Tourist Islands Fear Eco Damage

Two French islands in the Mediterranean will introduce stringent new restrictions on tourism this week, limiting the number of visitors and imposing a smoking ban as part of a new European effort to tackle the growing problem of ecological damage. The Ile de Porquerolles and Port-Cros,...
Two French islands in the Mediterranean will introduce stringent new restrictions on tourism this week, limiting the number of visitors and imposing a smoking ban as part of a new European effort to tackle the growing problem of ecological damage.

The Ile de Porquerolles and Port-Cros, south of Marseille, are to allow no more than 5,000 and 1,500 visitors per day respectively, according to the Iles d'Or national park that administers them. Smoking has been banned to prevent forest fires.

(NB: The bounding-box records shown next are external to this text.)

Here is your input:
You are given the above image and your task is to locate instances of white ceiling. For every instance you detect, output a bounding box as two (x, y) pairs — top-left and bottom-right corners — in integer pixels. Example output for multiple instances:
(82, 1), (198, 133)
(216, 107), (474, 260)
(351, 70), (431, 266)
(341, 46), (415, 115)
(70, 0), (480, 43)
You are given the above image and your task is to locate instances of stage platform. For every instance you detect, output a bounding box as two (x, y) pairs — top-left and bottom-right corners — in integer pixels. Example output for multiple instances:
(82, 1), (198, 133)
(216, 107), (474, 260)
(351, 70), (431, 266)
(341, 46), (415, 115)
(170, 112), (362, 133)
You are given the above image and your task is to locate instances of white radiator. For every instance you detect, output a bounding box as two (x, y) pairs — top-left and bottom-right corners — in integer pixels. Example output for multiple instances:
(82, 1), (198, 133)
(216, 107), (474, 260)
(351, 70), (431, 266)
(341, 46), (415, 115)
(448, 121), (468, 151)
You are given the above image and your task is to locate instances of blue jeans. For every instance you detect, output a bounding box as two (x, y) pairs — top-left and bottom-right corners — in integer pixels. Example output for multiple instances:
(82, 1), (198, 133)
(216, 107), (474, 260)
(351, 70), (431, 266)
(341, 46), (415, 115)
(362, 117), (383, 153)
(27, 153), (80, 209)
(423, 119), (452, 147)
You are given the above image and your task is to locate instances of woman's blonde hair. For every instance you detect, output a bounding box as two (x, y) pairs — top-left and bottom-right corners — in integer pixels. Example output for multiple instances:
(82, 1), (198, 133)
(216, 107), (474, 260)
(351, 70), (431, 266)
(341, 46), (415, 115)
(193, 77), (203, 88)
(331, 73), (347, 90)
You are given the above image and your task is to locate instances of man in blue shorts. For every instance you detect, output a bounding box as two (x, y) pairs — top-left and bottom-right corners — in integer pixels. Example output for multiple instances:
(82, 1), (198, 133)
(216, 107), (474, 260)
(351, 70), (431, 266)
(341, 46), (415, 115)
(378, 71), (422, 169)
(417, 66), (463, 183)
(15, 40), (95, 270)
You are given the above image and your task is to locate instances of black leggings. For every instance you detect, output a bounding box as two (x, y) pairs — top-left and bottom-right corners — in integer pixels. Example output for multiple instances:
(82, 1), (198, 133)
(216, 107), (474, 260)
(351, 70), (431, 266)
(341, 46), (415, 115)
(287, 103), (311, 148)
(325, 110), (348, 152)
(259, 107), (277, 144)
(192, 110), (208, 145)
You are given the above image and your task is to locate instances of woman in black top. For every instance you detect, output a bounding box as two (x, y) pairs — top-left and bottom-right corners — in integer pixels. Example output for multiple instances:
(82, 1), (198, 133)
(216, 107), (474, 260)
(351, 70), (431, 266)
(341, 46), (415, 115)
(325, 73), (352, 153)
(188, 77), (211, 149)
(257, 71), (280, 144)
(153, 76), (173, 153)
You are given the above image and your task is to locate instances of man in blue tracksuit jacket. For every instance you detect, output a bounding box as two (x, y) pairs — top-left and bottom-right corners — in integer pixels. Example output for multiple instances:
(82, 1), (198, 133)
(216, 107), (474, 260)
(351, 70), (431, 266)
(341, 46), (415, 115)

The measures come after a European Commission report on beaches earmarked 10 major 'dead zones' with high levels of pollution, including oil slicks and the chemicals used to disperse them. In the report, Italy and Denmark emerge among the worst-hit countries with dozens of beaches banned to bathers for health reasons.

Last week the Spanish environment minister, Christina Narbona, said Spain was in danger of 'killing the goose that laid the golden egg' after an alarming report into the damage caused by mass tourism to the Balearic and Canary Islands. The report said the main damage was eroded beaches, pollution from cars, excessive energy use and sewage systems that cannot cope.

Heriberto Davila of the Ecologists in Action group called for the reintroduction of a tourist 'eco tax' in the Balearic Islands, which include Majorca and Menorca. The levy of one euro per day per tourist to help pay for waste management was introduced in April 2002 by the regional socialist government but scrapped last year when a right-wing administration took over the local body. The argument for scrapping the levy was that tourism, which accounts for 12 per cent of Spanish gross national product, had declined.

Davila said the rare examples of sustainable tourism in Spain, including the volcanic island of Lanzarote, are now facing undue pressure, precisely because they are more attractive to holidaymakers than the concrete housing and hotel estates lining the coast of the mainland. 'The ratio of three tourists to one permanent resident is far too high, not only because it leads to environmental degradation. It also destroys the social fabric of places like the Canaries,' he said.

The measures taken in the Iles d'Or in the south of France are aimed at reducing - or at least preventing an increase in the 1.5 million holidaymakers that visit the islands every year.

Nicolas Gérardin, manager of the Iles d'Or national park, said the real solutions lay on the mainland: 'One disinsentive would be to reduce the amount of parking available at the ferry port. We also have to convince the ferry operators to turn away customers when the quota has been reached. That is not easy.'

Gérardin said biologists had already noted damage to several rare plant species and a decline in the number of peregrine falcons due to too many walkers around the cliffs of the islands.

'These islands, which were privately owned until the Second World War, have become a kind of easy-access exotic paradise for people fleeing mainland concrete. The only way to save them is to keep people away,' he said.